How many of those oilfield workers weigh half a ton and wear steel shoes?


----------



## hippichick (Aug 25, 2010)

freemotion said:
			
		

> hippichick said:
> 
> 
> 
> ...


Haha, good point.    Not many, I hope, although some of those boys are hefty eaters.  But some of the pipe used weighs quite a bit, I'm told.  And, believe me, these oilfield workers aren't the gentlest of guys.  

Oh, and half a ton-I gotta do better than that.  I've got a Belgian who weighs a ton or more-depending on how much I'm feeding him.  Right now, he's on a diet.  lol  Of course, he's the one who's never fallen.  Go figure...


----------



## Bossroo (Aug 25, 2010)

hippichick said:
			
		

> Bossroo said:
> 
> 
> 
> ...


Yup !!!  I used one to grind an unever concrete slab in a house prior to installing floor tile.  Works great ... just keep it moving like a floor sander or you can make a round hole real quick.


----------



## ducks4you (Sep 2, 2010)

I know that we just offer suggestions, here, but, seriously, the best solution for you is rubber mats.  I TOTALLY agree with Pat--get them textured or not.  I have about 20 mats in my 3 stall barn, 5 more that I use in my horse trailer (2 are 2 x 6ft, 3 are 4 x 8ft.)  Some are 1/4 inch, which I roll from the skinny side as tight as is possible, that grab the ends--rolling stiffens the rubber and it's easy to take them in and out of the trailer.
Back to your BARN:  I use 1/2 inch rubber mats in the stalls, and 1/4 inch mats in the aisle-ways.  To move the 1/2 mats (which are REALLY heavy and bulky) I fold them in half, and drag them to where I need to, in order to clean the cement underneath, etc.

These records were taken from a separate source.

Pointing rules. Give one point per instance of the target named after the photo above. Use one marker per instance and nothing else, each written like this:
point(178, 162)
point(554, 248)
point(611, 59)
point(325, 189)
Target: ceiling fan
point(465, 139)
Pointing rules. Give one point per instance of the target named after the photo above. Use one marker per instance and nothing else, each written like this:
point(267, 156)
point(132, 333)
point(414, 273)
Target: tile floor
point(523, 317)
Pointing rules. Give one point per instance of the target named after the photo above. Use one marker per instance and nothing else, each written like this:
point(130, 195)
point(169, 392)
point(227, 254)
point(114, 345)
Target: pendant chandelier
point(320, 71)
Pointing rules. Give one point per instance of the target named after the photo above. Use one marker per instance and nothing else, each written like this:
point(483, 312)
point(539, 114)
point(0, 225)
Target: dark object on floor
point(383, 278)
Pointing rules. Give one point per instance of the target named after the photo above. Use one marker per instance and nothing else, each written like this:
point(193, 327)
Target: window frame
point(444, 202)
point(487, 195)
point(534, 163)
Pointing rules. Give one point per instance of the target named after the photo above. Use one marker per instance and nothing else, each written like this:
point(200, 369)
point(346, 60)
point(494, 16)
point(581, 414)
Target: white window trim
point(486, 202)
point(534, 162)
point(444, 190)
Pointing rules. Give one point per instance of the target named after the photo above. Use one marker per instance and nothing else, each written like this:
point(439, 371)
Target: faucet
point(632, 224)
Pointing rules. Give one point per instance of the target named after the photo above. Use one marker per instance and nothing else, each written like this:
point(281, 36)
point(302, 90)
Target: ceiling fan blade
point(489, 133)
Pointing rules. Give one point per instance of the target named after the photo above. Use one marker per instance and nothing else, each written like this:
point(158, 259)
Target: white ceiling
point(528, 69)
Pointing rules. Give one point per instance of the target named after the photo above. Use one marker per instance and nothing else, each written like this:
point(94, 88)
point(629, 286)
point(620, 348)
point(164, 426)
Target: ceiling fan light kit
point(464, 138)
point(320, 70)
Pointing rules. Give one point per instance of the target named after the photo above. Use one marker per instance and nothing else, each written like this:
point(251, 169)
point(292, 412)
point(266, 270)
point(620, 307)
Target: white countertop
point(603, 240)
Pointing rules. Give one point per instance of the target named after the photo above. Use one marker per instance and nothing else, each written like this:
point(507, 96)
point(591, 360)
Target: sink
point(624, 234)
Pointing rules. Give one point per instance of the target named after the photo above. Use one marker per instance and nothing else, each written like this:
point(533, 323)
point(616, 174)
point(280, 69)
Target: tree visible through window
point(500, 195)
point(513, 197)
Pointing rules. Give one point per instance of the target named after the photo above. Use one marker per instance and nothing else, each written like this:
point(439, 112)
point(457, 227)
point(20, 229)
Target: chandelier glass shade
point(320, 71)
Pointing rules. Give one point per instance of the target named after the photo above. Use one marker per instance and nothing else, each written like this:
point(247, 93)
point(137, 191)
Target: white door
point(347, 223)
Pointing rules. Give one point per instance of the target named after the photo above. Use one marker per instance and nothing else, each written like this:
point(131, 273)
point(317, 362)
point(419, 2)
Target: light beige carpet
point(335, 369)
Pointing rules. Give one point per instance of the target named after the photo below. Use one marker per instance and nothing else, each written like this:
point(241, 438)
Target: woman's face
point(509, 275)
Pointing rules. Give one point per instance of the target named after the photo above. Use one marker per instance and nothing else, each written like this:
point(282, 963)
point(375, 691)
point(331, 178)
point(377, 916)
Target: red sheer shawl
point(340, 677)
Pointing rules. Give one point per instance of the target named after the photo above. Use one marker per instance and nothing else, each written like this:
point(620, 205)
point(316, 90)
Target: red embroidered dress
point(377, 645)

I don't know about you but I slipped on my cement sidewalk last winter, when we had black ice.  Don't know how, but I totally relaxed as I did, essentially a 'prat fall', flat on my back, so I wasn't hurt.  IF I had stiffened up, I would have broken something.  Not to sound like a bad animal owner, but in the last 1980's I had a pony that slipped on the ice on DIRT, and messed up her knee--on dirt.
The mats are great.  You can stack, store, or even sell them, if you need to in the future.  *Just because the cement surface is abrasive, it doesn't mean you or your horses won't trip and go down on them. * It's just MHO, but I love my cement barn floor and I love the rubber mats on top of it.


----------



## hippichick (Feb 12, 2011)

Just want to update on this.  I'd like to thank Mea for recommending the barn calcite.  I found some at Tractor Supply, and it works very well.  We've had a very rainy winter here-as usual.  I sprinkle the barn calcite on the concrete anytime it gets wet, and it really works to keep the horses from slipping.  I haven't had a horse lose his footing in the barn since I started using this product.  And, the best part is, it's very inexpensive-around $2.99 per bag-50 lb bag, I think.  Anyway, just in case anyone is having this problem, this stuff really works.  Thanks again Mea for the advice! Appreciate the help.


----------